Foreign Workers Killed in Saudi Arabia

The deteriorating security situation in Yemen is leading the country down the path to civil war, putting millions of civilians in danger. These risks are not limited to Yemeni civilians, as the Bangladeshi foreign ministry has today confirmed the deaths of two Bangladeshi foreign workers. The workers were employed on a farm near the Saudi-Yemeni border when they were killed by cross-border mortar fire by Houthi rebels.

Currently, Saudi Arabia is leading an Arab League air campaign against Houthi rebels in Yemen. These rebels, together with supporters of ousted Yemeni dictator Saleh (deposed during the 2011 Arab Spring) are fighting the Western supported Hadi government. Complicating matters, Houthi rebels are largely Shi’a Muslims, whereas Saudi Arabia is Sunni. This has led to accusations that the conflict is a sectarian one, with allegations that Shi’a majority Iran is supporting the rebels. Consequently, Saudi involvement has led to shelling attacks by Houthi rebels, resulting in the aforementioned deaths.

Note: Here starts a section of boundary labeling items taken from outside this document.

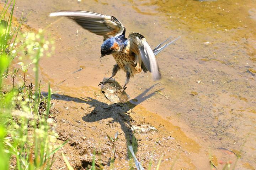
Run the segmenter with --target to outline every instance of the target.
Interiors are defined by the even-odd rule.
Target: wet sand
[[[236,169],[254,169],[255,4],[255,0],[17,1],[15,15],[21,16],[23,9],[25,15],[32,10],[25,23],[36,30],[58,19],[47,17],[51,12],[74,9],[114,16],[126,28],[127,36],[139,33],[153,48],[170,36],[182,37],[157,56],[162,78],[154,82],[148,73],[137,75],[126,91],[138,105],[122,106],[110,103],[97,87],[115,64],[112,56],[100,58],[102,37],[65,18],[46,30],[56,50],[41,60],[41,78],[50,81],[53,91],[61,91],[53,100],[59,112],[56,128],[62,140],[71,140],[63,149],[71,164],[85,166],[94,148],[107,162],[111,153],[105,144],[106,133],[113,136],[118,131],[115,166],[120,169],[127,169],[126,145],[134,138],[137,155],[145,167],[151,155],[155,165],[162,153],[162,169],[176,157],[174,169],[210,169],[210,155],[234,162],[235,155],[218,149],[223,148],[241,155]],[[124,73],[120,71],[115,78],[123,84]],[[155,92],[159,90],[167,98]],[[158,130],[130,130],[142,125]],[[64,166],[59,159],[56,162]],[[218,164],[219,168],[222,166]]]

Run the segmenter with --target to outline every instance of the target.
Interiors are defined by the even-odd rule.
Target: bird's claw
[[[99,86],[101,85],[101,84],[105,85],[107,83],[107,82],[104,81],[104,82],[100,82],[100,83],[99,83],[98,85],[98,87],[99,87]]]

Saudi Arabia is highly reliant on foreign labour, with Riyadh sourcing workers from across the Muslim world; notably the Indian sub-continent. Currently some 2.5 million Bangladeshis work in Saudi Arabia, constituting a major segment on the Saudi work-force. Moreover, remittances sent back to Bangladesh are a vital source of income and foreign exchange reserves for the country. During the fiscal year of 2013/14, Bangladesh garnered $14.23 billion in remittances, of which $3.12 billion were from Saudi Arabia.

The killing of these two Bangladeshi workers could have larger impacts, as foreign workers may become reluctant to work in Saudi Arabia for fear of being assigned jobs close to the border. Fighting in Yemen is already impacting the labour market in Saudi Arabia, as traditionally Yemen has been one of the main source countries for foreign workers in Saudi Arabia. Lacking the usual Yemeni workers, Saudi Arabia has had to increase quotas from other countries in Asia, thus increasing labour costs and impacting the Saudi bottom line. A further restriction in the labour market could undermine the stability of the economy, which due to low oil prices is already weakened.